Chris Bailey | Nov 06, 2019 10:01
This post was written exclusively for U.K. Investing.com
The U.K. market appears somewhat overlooked and unloved when looking at recent surveys of global fund manager allocations. Thanks to ongoing Brexit angst and political confusion, it sits among the most underweight markets compared with benchmark norms. Despite this however, and no doubt surprising to some, the U.K. market has been chock-a-block full of merger and acquisition activity.
So far this year, in the billion pound or above market cap zone, Merlin Entertainments (LON:MERL), Greene King (LON:GNK), RPC (LON:RPC), Entertainment One (LON:ETO), Millennium & Copthorne (LON:MLC), LSE Group (LON:LSE), and Inmarsat (LON:ISA) have attracted bids from overseas buyers, a proportional run rate not matched in any other major global equity market.
So how can an out-of-favour market be so seemingly loved by corporate buyers? The missing link can of course be attributed to the low value of the pound since the Brexit referendum, which you can think of as akin to one of those yellow reduced price stickers you often see in supermarkets. However - as with all sensible corporate transactions - it is about much more than just price and the pound’s inverted relationship with the FTSE, considering the U.K. economy is lauded for its flexibility and open capital markets.
But can it continue? At first glance the 165 pence per share takeover approach for defence company Cobham (LON:COB) by U.S. peer Advent International seems relatively straightforward. Large, lumpy contracts with governments lend themselves to consolidation, but the controversy in this deal has been the rearguard action by the Cobham family (with less than 2% of the shares) to block the deal on grounds of national security.
Privately held Advent has offered to put Britons in charge of all sensitive U.K. Government contracts in an attempt to get the deal with the FTSE 250-listed company over the line, but it shows the potential influence that muddled diplomatic lines can have. It is certainly a strange world when an American entity is viewed with merger concern, showing again the threat any creeping protectionism would have on an open economy such as the U.K.'s - irrespective of the value of the pound.
On current newsflow, Cobham deal completion should be one step away from a done deal. And from a broader U.K. perspective keeping capital markets open makes huge sense. Playing the national flag card on takeover deals is capital markets madness. The reason the U.K. punches above its weight in the world's financial markets is because of an open structure towards almost all global trade buyers, an international policy which has served the country well both diplomatically and in the capital markets over a number of centuries.
Cross-border concerns have not hindered the two recent corporate approaches for food delivery heavyweight Just Eat (LON:JE). A combination of investor scepticism and a rival bid from technology investor Prosus (AS:PRX) (at 710 pence a share) has induced original bidder Takeaway.com (AS:TKWY) to restructure its 731 pence (albeit all share) bid in the form of an offer (rather than a scheme of arrangement), as the Dutch food delivery firm and board of Just Eat try to get the deal over the line.
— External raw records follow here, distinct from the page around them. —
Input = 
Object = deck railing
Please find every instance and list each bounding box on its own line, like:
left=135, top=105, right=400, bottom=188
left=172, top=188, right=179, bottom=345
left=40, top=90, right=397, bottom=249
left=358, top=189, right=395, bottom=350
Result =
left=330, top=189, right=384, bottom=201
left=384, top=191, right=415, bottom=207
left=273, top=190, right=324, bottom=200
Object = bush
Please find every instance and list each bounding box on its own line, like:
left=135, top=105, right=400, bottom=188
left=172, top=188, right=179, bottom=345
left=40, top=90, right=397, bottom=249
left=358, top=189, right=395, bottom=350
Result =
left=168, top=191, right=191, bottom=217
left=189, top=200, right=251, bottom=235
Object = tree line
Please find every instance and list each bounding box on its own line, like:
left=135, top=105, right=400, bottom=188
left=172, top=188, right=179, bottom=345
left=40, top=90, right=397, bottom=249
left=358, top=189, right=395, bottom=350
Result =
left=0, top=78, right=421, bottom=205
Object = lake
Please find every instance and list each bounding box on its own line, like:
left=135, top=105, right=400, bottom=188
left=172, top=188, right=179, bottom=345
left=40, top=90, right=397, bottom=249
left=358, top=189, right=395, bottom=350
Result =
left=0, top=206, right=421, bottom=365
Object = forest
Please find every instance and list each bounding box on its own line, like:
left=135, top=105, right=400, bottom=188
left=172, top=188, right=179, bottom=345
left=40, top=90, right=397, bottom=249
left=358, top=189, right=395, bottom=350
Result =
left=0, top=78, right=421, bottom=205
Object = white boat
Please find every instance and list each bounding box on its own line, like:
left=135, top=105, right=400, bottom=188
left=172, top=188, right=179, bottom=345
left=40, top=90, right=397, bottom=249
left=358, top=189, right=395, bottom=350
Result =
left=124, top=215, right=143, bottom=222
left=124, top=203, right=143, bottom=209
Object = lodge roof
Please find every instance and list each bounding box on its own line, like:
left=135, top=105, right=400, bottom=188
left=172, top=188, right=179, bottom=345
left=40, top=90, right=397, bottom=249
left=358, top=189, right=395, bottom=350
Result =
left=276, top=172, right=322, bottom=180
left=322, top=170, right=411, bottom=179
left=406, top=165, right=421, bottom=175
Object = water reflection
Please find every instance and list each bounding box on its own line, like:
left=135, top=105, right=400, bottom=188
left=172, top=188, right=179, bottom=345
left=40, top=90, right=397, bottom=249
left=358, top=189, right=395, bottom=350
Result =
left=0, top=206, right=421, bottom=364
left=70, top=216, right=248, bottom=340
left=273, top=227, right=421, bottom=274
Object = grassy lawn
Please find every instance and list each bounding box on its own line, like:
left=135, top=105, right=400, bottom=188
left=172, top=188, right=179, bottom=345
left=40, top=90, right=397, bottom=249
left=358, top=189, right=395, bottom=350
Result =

The key difference between these approaches is that the approval threshold from Just Eat shareholders has dipped from 75 per cent to 50 per cent, which should make doing the deal even easier. The curve ball however is that Just Eat shares are currently trading above the 731 pence value of Takeaway.com's original offer. That suggests optimism about further twists and turns in this takeover attempt.
Investors should of course also be thinking about the role and influence of the upcoming general election in the U.K., which could be either good or bad for perceived political stability given the scope for tactical voting, let alone further Brexit shenanigans. In such conditions the investment themes that continue to appeal tend to be those offering innovative organic growth. Just Eat probably ticks that box, but what about the humble three star hotel room? For the latter step forward Whitbread (LON:WTB) who - following the successful sale of its Costa business to beverages behemoth Coca-Cola (NYSE:KO) for £3.9 billion ($4.9bn) - is now predominantly focused on its budget hotel chain Premier Inn.
Now it will come as little surprise that the major growth opportunity for Premier Inn hotels is not in the U.K., albeit that their market leading position continues to get stronger judging by industry surveys. For this step forward...Germany, where classic amateur bed and breakfast establishments still take a disproportionately high market share.
As U.K. market experience shows, it is no great stretch to expect this to progressively wane, making Whitbread shares not only a play on any British revitalisation but also something akin in Northern Europe too. And let’s face it Whitbread is more bite-sized now at less than a six billion pound market cap having already sold Costa. This makes it a potential excellent fit for multiple big global hotel chains, especially after the share price compression the company has suffered in recent months. Where coffee leads, budget hotels follow?
So whilst it is good to talk about the flood of deals that have been and gone and the diplomatic and technical insights around announced deals and approaches from foreign buyers involving Cobham and Just Eat, in a world of trying to spot the next piece of action, I would suggest taking a closer look at out-of-favour assets such as Whitbread. You could always check into one of their hotels to see what you think.